Python Forum

Full Version: Need help to correct my multiprocessing code
You're currently viewing a stripped down version of our content. View the full version with proper formatting.
Hi Experts,

I have a csv file containing more than 60,000 records in a ftp location.

I have written a Python script which searches the product from the above csv, translation the product data to different languages and then storing in db.

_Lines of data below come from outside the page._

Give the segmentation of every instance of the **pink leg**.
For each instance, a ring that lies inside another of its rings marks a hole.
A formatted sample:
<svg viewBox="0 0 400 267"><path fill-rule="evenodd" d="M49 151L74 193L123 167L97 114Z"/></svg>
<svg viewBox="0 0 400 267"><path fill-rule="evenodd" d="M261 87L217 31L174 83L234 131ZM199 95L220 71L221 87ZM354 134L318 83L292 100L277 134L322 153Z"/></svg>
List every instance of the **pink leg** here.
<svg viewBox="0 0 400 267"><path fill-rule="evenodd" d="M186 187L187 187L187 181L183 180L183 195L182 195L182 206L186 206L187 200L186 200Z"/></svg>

I am trying to use multiprocessing to make faster the processing and for that I am splitting my csv dataframe into chunks but problem is multiprocessing generates only first chunks result, it is not giving me result of second chunks.

Below is my code-
import multiprocessing
def process_product_data(product_df, language_code):
    logger.info("Processing of product data is started...")
    translated_product_combind = []
    file_path = "../output/output_" + language_code + ".csv"
    num_processes = multiprocessing.cpu_count()
    # calculate the chunk size as an integer
    chunk_size = int(product_df.shape[0] / num_processes)
    print('process is',num_processes)
    print('chunks are',chunk_size)
    chunks = [product_df.ix[product_df.index[i:i + chunk_size]] for i in range(0, product_df.shape[0], chunk_size)]
    print('print shape is',product_df.shape[0])
    print("length chunks::",len(chunks))
    with Pool(num_processes) as p:
        logger.info("multiprocessing is started...")
        translated_product = p.map(fetch_product_details, [(chunks,language_code)])
    translated_product_combind.append(translated_product)
    logger.info("multiprocessing is done in {} seconds".format(time.time() - start_time))
    generate_csv(file_path,language_code, translated_product_combind)
    logger.info("Processing of product data is completed in {} seconds".format(time.time() - start_time))
    return translated_product_combind
def fetch_product_details(args):
    product_df, language_code=args
    translated_product_combind=[]
    for productdf1 in product_df:
        print('chunk working::::::')
        for product in productdf1.itertuples():
            if product!='Title':
                print('product is',product)
                print('language_code is',language_code)
                check_flg = False
                title = product.Title.replace('%', '')
                logger.info('Product Title is: {}'.format(title))
                desc = product.Description
                logger.info('Product Description is: {}'.format(desc))
                product_url = search_product(language_code, title)
                logger.info("Product Url is: {}".format(product_url))
                if product_url != 'Not Found':
                    translated_product, check_flg = translate_data_web(product_url)
                if (check_flg == False):
                    translated_product = translate_data(language_code, title, desc)
                else:
                    translated_product = translate_data(language_code, title, desc)
        translated_product_combind.append(translated_product)
    return translated_product_combind
Can anyone please see my code and let me know what I am doing wrong here?
PFA sample data for testing also.
When posting code, make sure you have a complete run-able snippet (without need for any modification).
The code you present cannot be run without modification.